Part of the problem is that this game came out two years after Halo: Combat Evolved. The original Halo title. A game that still holds up in 2019. It’s perhaps not fair to compare any FPS title to the game that made a console and changed the course of a genre (especially in multiplayer), but two years is long enough to learn enough lessons to at least kind of spoof the defining title of the age. Instead, Fire Warrior reminds you so much more of the original Half-Life, from 1998, except without any of the good things about that game.

It’s hard to argue the graphics are much better. For a 2003 game, Fire Warrior is an abomination. There are some better backgrounds, but the enemy models and terrain fidelity, design, and execution are all flatly some original Half-Life junk, even at the highest resolution. And resolution is basically the only thing you get to choose about this game’s graphical settings; all the options are in the launcher, and all the options seem oddly calibrated for console. Resolution is pretty much your only choice of note, and once you load into the game itself, the menus can’t be navigated with the mouse at all. Which is complicated by the fact that it’s a mouse and keyboard game.

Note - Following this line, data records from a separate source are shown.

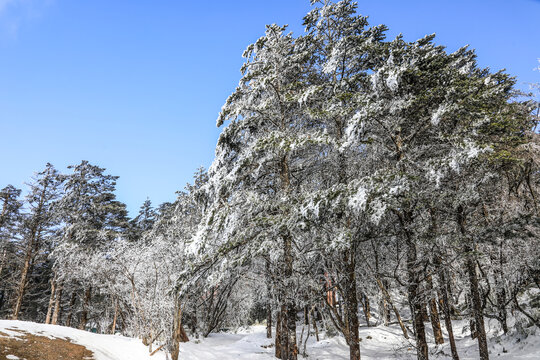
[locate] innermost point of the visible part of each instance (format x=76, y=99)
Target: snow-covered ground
x=251, y=343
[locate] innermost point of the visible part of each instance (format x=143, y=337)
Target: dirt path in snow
x=32, y=347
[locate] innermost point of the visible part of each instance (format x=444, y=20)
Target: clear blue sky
x=135, y=86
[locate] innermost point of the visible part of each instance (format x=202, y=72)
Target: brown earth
x=32, y=347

What if you made a game entirely out of the original Half-Life’s canyon maps and ducts?

 

It doesn’t control very well as one of those, either. The mouse sensitivity needs to be almost zeroed out to give you anything approximating a smooth aim feel, and then once you’ve got that, all your guns suck. Even when you eventually get guns that don’t suck, they suck. Nothing has weight; nothing feels good. Your main character, Kais, can pick up weapons dropped by the Imperials that his Tau detachment is fighting — and they feel like the worst laser-tag criticisms of those weapons possible. One of the defining moments of the game’s gun-feel is the first time you man a mounted Imperial las-turret midway through the first level, which looks like a laser gatling gun. You point it in a direction, you fire it — the model stays completely still. There’s no bass on the foley for firing. There’s a kind of high-pitched whine, and some laser-pointer dots appear in hitscan across the way. Firing every gun in this game feels like firing a projector.

 

One of the central mysteries of this game — there aren’t very many — is how Imperial Guardsmen using these two color standards could be expected to camouflage on any world, let alone one that’s hideously brown.

 

The plot concerns some evil Imperial Governor and the Space Marines serving him but it’s so underdeveloped it’s impossible to care. Your main weapon feels like a super-soaker. Eventually when they try to give you something with weight, it’s a pseudo-grenade launcher that just has ammunition dropped for it like an assault rifle. The game isn’t even committed to making the Tau seem cool — deep into the game, you’re still treated to scenes of Fire Warriors (the sort of character that you’re playing, thus the title) running into basic Imperial soldiers and getting slaughtered. Infantry that in other games are basic but fairly prized die like movie extras to Imperial Guardsmen constantly. This was in an era where the Space Marines and the Imperium of Man by extension were incredibly protected, in the storytelling sense — but if you’re going to make a Tau game, you need to embrace that you’re making a Tau game.

No one is playing the multiplayer in 2019.

My life is worse because I spent four hours struggling with this. I will freely admit that I watched someone with far more patience for dumb bullshit than me play the final levels. Chaos shows up eventually! Turns out Chaos was the enemy all along, just like in Space Marine, except all the design here is boring and bad. By the end of the game, you’re mainly playing out a Chaos/Space Marine drama as an interloper and being told by the Chaos guy that you’re just not important to the plot, and he wishes a Space Marine was here instead. Mainly you know something’s Chaos if there’s a glowing light mesh corresponding to one of the Chaos gods on it — I guess the Chaos force in this is “everyone,” since all four are represented. Also there are Chaos Space Marines who attack you with weird claws, which is probably canonically accurate somewhere but looks mostly like someone just mixed up Space Marine armor with the basic enemy from a better game. If you want spoilers, the entire game is about finding the Ethereal Caste guy abducted in the opening cutscene, except the game sort of forgets about that in the end and it becomes about destroying the hideous secret Chaos base that the evil Imperial Governor was concealing.

It’s not actually impossible to do a good Warhammer 40K shooter, surely; it’s certainly not impossible to do it with the Tau, who represent an underexplored corner in the lore of the universe. But it’s also not impossible that Fire Warrior poisoned the well so incredibly potently that both a Warhammer 40K FPS and a Tau game are non-starters moving forward, and that’s actually kind of incredible. To a certain degree, it’s even admirable. But all that said, in 2019, all you’re left with is a game that doesn’t even seem to have any respect for itself.

Final Verdict: It’s something like $6 on Good Old Games. Give it a pass unless they’re giving you $6 instead.